RE: High system load - Added by lix about 16 years ago
Do you know dstat?
http://dag.wieers.com/home-made/dstat/
You could try it and sho the output.
dstat -cgilpymn
Also my current configuration of sysctl.conf:
net.ipv4.ip_forward = 0
net.ipv4.conf.default.rp_filter = 1
net.ipv4.conf.default.accept_source_route = 0
kernel.sysrq = 0
kernel.core_uses_pid = 1
net.ipv4.tcp_syncookies = 0
kernel.msgmnb = 65536
kernel.msgmax = 65536
kernel.shmmax = 68719476736
kernel.shmall = 4294967296
####################################################
net.core.rmem_max=16777216
net.core.wmem_max=16777216
net.core.optmem_max=16777216
net.core.netdev_max_backlog=2500
net.ipv4.tcp_max_tw_buckets=131072
net.ipv4.tcp_rmem='4096 65536 16777216'
net.ipv4.tcp_wmem='4096 87380 16777216'
net.ipv4.tcp_fin_timeout=5
net.ipv4.tcp_tw_recycle=1
net.ipv4.tcp_timestamps=0
RE: High system load - Added by dutsmiller about 16 years ago
Here is what I came up with from the two servers.
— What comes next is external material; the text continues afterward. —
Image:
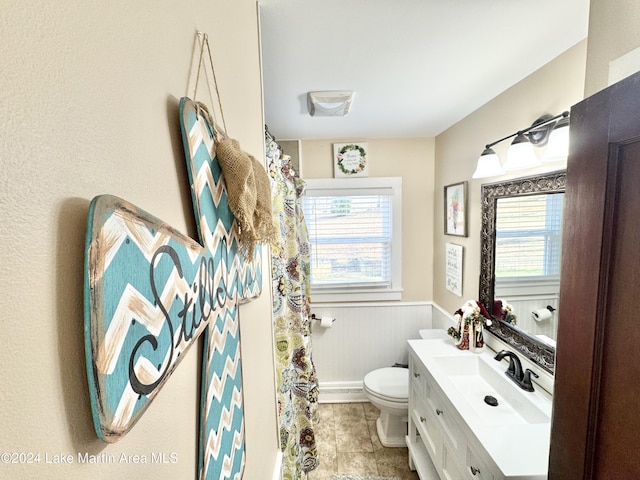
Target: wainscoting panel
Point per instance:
(363, 337)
Again, these are running identical hardware with the only difference being the operating system. As you can see below, the sys% is far higher on Lenny and that is the part that will continue to rise over a matter of days. Oddly enough, I have Apache and Mysql servers running on Lenny with no problems whatsoever, so it's some mixture of Lenny and Lighttpd that is causing increased sys load.
Debian Etch
----total-cpu-usage---- ---paging-- interrupts ---load-avg-- ---procs--- ---system-- ------memory-usage----- net/total
usr sys idl wai hiq siq| in out | 217 233 | 1m 5m 15m |run blk new| int csw | used buff cach free| recv send
2 4 87 5 0 3| 0 0 | 2 4587 | 0.1 0.1 0.1| 0 0 0|6066 1525 | 167M 9328k 1815M 21M| 0 0
2 9 67 20 0 3| 0 0 | 0 6822 | 0.1 0.1 0.1| 0 0 0|8631 2499 | 167M 9328k 1815M 21M| 665k 2537k
4 6 66 21 0 3| 0 0 | 4 6258 | 0.1 0.1 0.1| 0 1 0|8519 2203 | 167M 9328k 1817M 19M|2587k 2399k
2 6 61 28 1 2| 0 0 | 0 5373 | 0.1 0.1 0.1| 0 0 0|7537 1640 | 167M 9328k 1819M 17M| 489k 2576k
2 7 70 19 0 2| 0 0 | 5 5446 | 0.1 0.1 0.1| 0 1 0|7649 1990 | 167M 9344k 1819M 17M|2434k 2014k
1 4 75 18 0 2| 0 0 | 2 4781 | 0.1 0.1 0.1| 0 0 0|6622 1812 | 167M 9352k 1820M 17M| 428k 2422k
0 3 81 15 0 1| 0 0 | 0 2933 | 0.1 0.1 0.1| 0 0 0|4144 1011 | 167M 9352k 1820M 17M| 355k 1598k
1 4 90 4 0 1| 0 0 | 0 2737 | 0.1 0.1 0.1| 0 0 0|3684 964 | 167M 9352k 1820M 17M| 190k 1049k
2 8 76 9 0 5| 0 0 | 0 7922 | 0.1 0.1 0.1| 0 0 0| 10k 2798 | 167M 9352k 1820M 17M| 224k 1595k
Debian Lenny
----total-cpu-usage---- ---paging-- interrupts ---load-avg-- ---procs--- ---system-- ------memory-usage----- net/total
usr sys idl wai hiq siq| in out | 19 21 | 1m 5m 15m |run blk new| int csw | used buff cach free| recv send
2 16 71 8 1 2| 0 0 | 673 2 | 0.3 0.4 0.4| 0 0 0|3054 1467 | 155M 8392k 1833M 19M| 0 0
4 14 58 20 2 2| 0 0 |1177 0 | 0.3 0.4 0.4| 1 0 0|4362 2057 | 155M 8392k 1834M 18M| 412k 2076k
3 24 46 23 1 2| 0 0 |1193 5 | 0.3 0.4 0.4| 1 1 0|4681 2110 | 155M 8408k 1835M 17M|1491k 2775k
8 20 59 11 1 2| 0 0 |1085 0 | 0.3 0.4 0.4| 1 0 0|4876 1978 | 155M 8408k 1835M 17M|1580k 3654k
4 14 75 4 0 3| 0 0 | 667 0 | 0.3 0.4 0.4| 0 0 0|3182 1626 | 155M 8408k 1835M 17M| 372k 2327k
3 14 69 12 0 2| 0 0 | 940 4 | 0.3 0.4 0.4| 1 0 0|3367 1523 | 155M 8416k 1837M 15M|1273k 2218k
1 15 71 10 1 2| 0 0 | 781 0 | 0.3 0.4 0.4| 1 0 0|3447 1461 | 155M 8376k 1835M 17M|1392k 2105k
4 13 74 4 1 4| 0 0 | 584 2 | 0.3 0.4 0.4| 0 0 0|3014 1245 | 154M 8384k 1836M 16M|1294k 2203k
RE: High system load - Added by icy about 16 years ago
High %sys might indicate that lighty is doing a lot of syscalls. I know it's a fairly busy site but would it be possible to get some strace logs (with timestamps) from both to compare?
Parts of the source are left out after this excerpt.